Diversification Opportunities for Procter Gamble and Virgin Group
0.12 | Correlation Coefficient |
Average diversification
The 3 months correlation between Procter and Virgin is 0.12. Overlapping area represents the amount of risk that can be diversified away by holding Procter Gamble and Virgin Group Acquisition in the same portfolio, assuming nothing else is changed. The correlation between historical prices or returns on Virgin Group Acquisition and Procter Gamble is a relative statistical measure of the degree to which these equity instruments tend to move together. The correlation coefficient measures the extent to which returns on Procter Gamble are associated (or correlated) with Virgin Group. Values of the correlation coefficient range from -1 to +1, where. The correlation of zero (0) is possible when the price movement of Virgin Group Acquisition has no effect on the direction of Procter Gamble i.e., Procter Gamble and Virgin Group go up and down completely randomly.
Pair Corralation between Procter Gamble and Virgin Group
Allowing for the 90-day total investment horizon Procter Gamble is expected to under-perform the Virgin Group. But the stock apears to be less risky and, when comparing its historical volatility, Procter Gamble is 4.02 times less risky than Virgin Group. The stock trades about -0.02 of its potential returns per unit of risk. The Virgin Group Acquisition is currently generating about 0.04 of returns per unit of risk over similar time horizon. If you would invest 130.00 in Virgin Group Acquisition on November 2, 2024 and sell it today you would earn a total of 9.00 from holding Virgin Group Acquisition or generate 6.92% return on investment over 90 days.
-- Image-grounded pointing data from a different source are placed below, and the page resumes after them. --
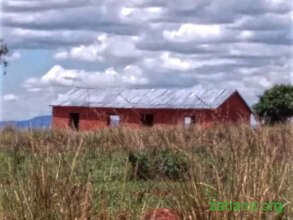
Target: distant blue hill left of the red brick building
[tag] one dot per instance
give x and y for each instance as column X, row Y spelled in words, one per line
column 34, row 123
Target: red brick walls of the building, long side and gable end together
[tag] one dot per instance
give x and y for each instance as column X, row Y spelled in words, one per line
column 94, row 118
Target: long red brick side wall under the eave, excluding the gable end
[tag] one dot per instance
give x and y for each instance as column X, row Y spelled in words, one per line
column 95, row 118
Time Period | 3 Months [change] |
Direction | Moves Together |
Strength | Insignificant |
Accuracy | 100.0% |
Values | Daily Returns |
Procter Gamble vs. Virgin Group Acquisition
Performance |
Timeline |
Procter Gamble |
Virgin Group Acquisition |
Procter Gamble and Virgin Group Volatility Contrast
Predicted Return Density |
Returns |
Pair Trading with Procter Gamble and Virgin Group
The main advantage of trading using opposite Procter Gamble and Virgin Group positions is that it hedges away some unsystematic risk. Because of two separate transactions, even if Procter Gamble position performs unexpectedly, Virgin Group can make up some of the losses. Pair trading also minimizes risk from directional movements in the market. For example, if an entire industry or sector drops because of unexpected headlines, the short position in Virgin Group will offset losses from the drop in Virgin Group's long position.Procter Gamble vs. The Clorox | Procter Gamble vs. Colgate Palmolive | Procter Gamble vs. Unilever PLC ADR | Procter Gamble vs. Estee Lauder Companies |
Virgin Group vs. Mannatech Incorporated | Virgin Group vs. Edgewell Personal Care | Virgin Group vs. Inter Parfums | Virgin Group vs. Nu Skin Enterprises |
Check out your portfolio center.Note that this page's information should be used as a complementary analysis to find the right mix of equity instruments to add to your existing portfolios or create a brand new portfolio. You can also try the Global Correlations module to find global opportunities by holding instruments from different markets.